Por isso, mesmo sem ser um estudioso de línguas, ao ler a notícia : “Os erros de Português de um homem ajudaram a polícia a colocá-lo atrás das grades. Há três meses, ele assassinou uma mulher grávida , na frente dos filhos, em Mesquita, na Baixada Fluminense. Logo depois, escreveu nas paredes como cometeu o crime, usando, dentre outras, as palavras ‘morti’ e ‘voçê’ “, então, pensei comigo: escrever em desacordo com as normas vigentes pode dar cadeia.
O assassino poderia até dizer, entre seus amigos, “nós pega o peixe” ou “os menino pega o peixe” —como mencionado em um dos capítulos do polêmico livro, Por Uma Vida melhor, do Ministério da Educação “ — mas, como em geral, escrevemos de forma muito parecida com a como falamos, erros crassos na escrita, como o acima mencionado, poderão passar a ser considerados normais e levar nossa Língua Portuguesa à bancarrota.
Muito interessante o que disse Ruy Castro, na Folha : “ De fato, as normas existem para ser transgredidas — mas por quem de direito. Eis alguns que fizeram isso no romance, na música popular e na poesia “ , e cita casos como Guimarães Rosa, Adoniran Barbosa, Ferreira Gullar, João Cabral de Melo Neto, Lamartine Babo , Juó Bananére, pois: “artistas podem e devem fugir da norma”.
De forma bastante contundente, Marcos Bagno, em seu artigo, Polêmica ou ignorância ? , deixa claro que “ Não é preciso ensinar nenhum brasileiro a dizer ‘isso é para mim tomar ? ‘, porque essa regra gramatical já faz parte da língua materna de 99% dos nossos compatriotas.

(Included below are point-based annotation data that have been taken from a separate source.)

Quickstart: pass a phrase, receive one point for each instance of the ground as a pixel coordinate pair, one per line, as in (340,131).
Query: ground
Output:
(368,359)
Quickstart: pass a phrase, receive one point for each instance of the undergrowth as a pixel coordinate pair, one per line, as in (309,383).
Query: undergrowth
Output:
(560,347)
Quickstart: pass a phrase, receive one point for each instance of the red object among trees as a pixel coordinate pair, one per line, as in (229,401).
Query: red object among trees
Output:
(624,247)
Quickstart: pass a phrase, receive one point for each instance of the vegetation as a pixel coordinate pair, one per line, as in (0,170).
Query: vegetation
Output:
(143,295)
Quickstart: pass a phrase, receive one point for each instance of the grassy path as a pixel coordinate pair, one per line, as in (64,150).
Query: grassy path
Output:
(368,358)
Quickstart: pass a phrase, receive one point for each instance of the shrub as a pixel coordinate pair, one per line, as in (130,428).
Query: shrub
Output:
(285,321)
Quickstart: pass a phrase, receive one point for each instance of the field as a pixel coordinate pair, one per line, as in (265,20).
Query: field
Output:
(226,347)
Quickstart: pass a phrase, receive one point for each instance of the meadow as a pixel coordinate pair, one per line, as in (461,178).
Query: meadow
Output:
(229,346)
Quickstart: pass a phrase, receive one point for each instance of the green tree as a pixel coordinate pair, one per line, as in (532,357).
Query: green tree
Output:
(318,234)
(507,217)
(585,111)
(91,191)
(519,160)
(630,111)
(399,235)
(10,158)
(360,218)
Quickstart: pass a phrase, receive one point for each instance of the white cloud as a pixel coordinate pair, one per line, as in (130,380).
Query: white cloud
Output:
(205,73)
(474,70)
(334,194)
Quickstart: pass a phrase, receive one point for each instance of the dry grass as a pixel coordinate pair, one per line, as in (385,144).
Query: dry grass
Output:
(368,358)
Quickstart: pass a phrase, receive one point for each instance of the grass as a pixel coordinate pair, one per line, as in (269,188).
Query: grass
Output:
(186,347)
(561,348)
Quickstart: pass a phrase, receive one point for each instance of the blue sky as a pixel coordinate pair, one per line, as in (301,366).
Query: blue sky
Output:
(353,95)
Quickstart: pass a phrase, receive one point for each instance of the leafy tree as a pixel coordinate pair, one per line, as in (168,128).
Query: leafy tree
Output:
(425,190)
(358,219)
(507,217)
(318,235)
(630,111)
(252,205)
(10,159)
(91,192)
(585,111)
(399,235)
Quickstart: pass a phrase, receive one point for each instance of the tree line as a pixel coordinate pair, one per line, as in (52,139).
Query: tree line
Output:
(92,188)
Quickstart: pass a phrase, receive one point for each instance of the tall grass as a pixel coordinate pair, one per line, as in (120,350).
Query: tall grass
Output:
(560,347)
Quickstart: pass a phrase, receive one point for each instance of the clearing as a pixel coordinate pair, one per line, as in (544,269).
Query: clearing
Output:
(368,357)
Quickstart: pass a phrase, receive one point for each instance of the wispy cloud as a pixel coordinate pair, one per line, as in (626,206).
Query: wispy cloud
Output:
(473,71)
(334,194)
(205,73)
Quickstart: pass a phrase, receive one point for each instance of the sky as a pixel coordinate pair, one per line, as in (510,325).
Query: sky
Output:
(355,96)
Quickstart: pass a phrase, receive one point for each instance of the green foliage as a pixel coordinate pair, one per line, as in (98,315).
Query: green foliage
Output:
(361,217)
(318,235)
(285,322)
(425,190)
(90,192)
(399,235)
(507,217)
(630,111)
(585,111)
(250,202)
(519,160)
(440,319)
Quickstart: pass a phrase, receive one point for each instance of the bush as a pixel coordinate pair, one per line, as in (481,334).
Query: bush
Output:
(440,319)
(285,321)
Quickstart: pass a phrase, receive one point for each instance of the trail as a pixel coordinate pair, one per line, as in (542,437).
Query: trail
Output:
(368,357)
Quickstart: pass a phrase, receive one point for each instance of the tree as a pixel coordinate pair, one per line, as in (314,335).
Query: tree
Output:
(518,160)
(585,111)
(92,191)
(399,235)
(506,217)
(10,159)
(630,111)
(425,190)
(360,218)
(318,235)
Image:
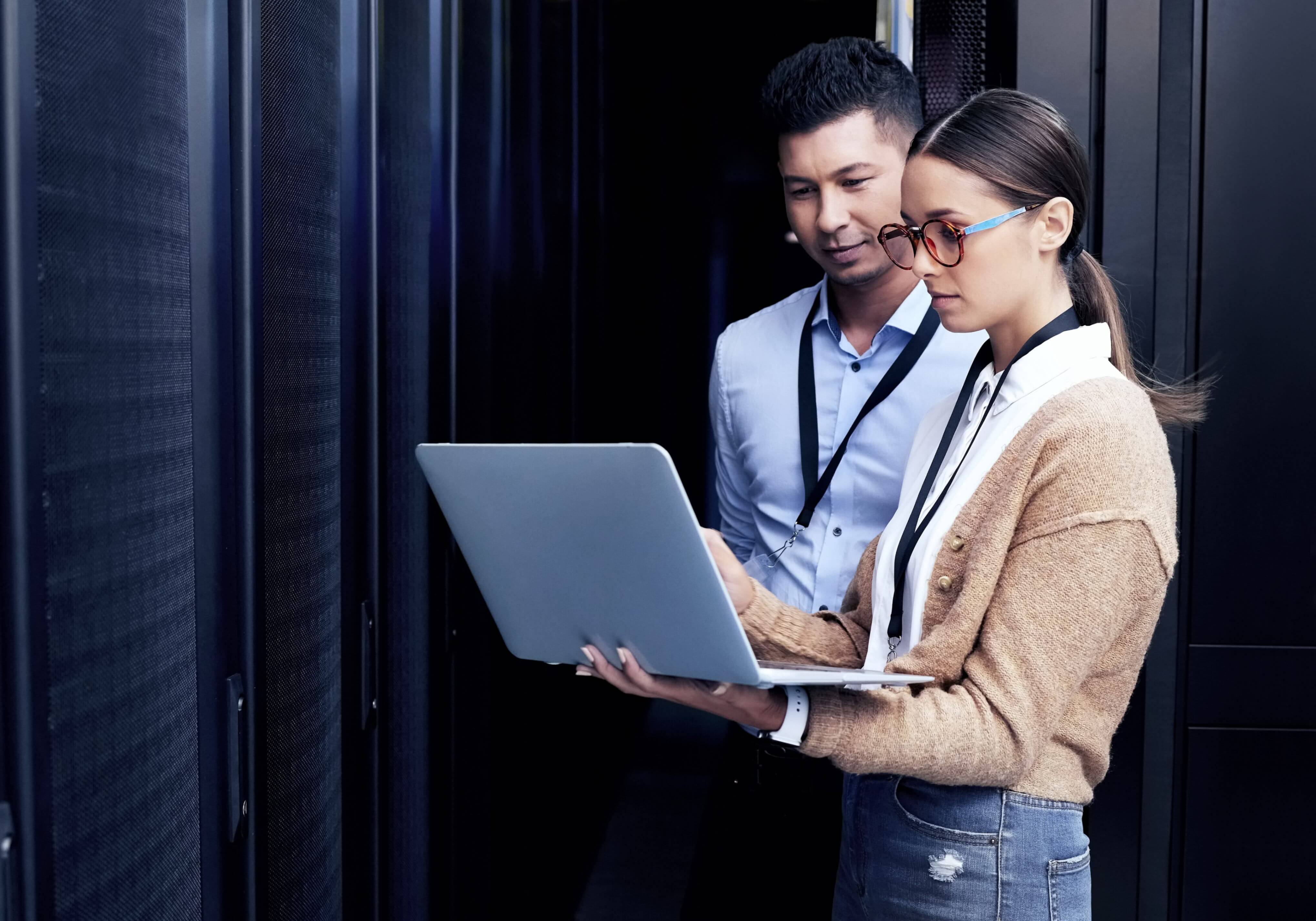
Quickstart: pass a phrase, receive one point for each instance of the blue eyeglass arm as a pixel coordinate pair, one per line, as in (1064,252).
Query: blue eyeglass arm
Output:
(996,222)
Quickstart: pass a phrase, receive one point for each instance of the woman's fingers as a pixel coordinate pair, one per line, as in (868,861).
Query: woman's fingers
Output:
(614,677)
(731,570)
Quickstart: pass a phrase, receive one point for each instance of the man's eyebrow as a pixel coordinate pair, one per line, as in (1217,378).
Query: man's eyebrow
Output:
(852,168)
(844,170)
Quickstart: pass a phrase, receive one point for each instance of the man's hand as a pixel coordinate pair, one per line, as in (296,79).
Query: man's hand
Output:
(734,574)
(754,707)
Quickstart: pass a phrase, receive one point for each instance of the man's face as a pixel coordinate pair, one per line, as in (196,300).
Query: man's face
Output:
(843,183)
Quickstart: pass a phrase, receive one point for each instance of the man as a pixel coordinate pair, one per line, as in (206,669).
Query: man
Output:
(844,114)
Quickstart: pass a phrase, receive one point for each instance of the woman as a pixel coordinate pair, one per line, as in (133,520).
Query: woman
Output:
(1028,558)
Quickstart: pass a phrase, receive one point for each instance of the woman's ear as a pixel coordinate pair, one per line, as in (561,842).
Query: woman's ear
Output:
(1053,223)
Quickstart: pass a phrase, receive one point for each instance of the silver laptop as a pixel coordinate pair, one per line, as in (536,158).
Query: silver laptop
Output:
(598,544)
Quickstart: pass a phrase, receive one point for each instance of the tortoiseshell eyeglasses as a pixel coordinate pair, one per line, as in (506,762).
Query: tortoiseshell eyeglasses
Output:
(944,240)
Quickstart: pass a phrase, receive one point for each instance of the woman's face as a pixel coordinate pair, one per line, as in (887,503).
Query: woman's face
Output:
(1005,267)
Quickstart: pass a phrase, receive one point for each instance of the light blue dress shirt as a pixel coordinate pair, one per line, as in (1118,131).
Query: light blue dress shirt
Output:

O que é preciso ensinar é a forma ‘isso é para eu tomar ?’ porque ela não faz parte da gramática da maioria dos falantes de português brasileiro, mas por ainda servir de arame farpado entre os que falam ‘certo’ e os que falam ‘errado”, é dever da escola apresentar essa outra regra aos alunos, de modo que eles — se julgarem pertinente, adequado e necessário — possam vir a usá-la “.
Deixar aos alunos o julgamento do que é pertinente, adequado e necessário, penso ser muito arriscado por não terem eles, ainda, o conhecimento adequado de nossa Língua Portuguesa, como acontece com os escritores e artistas anteriormente mencionados por Ruy Castro.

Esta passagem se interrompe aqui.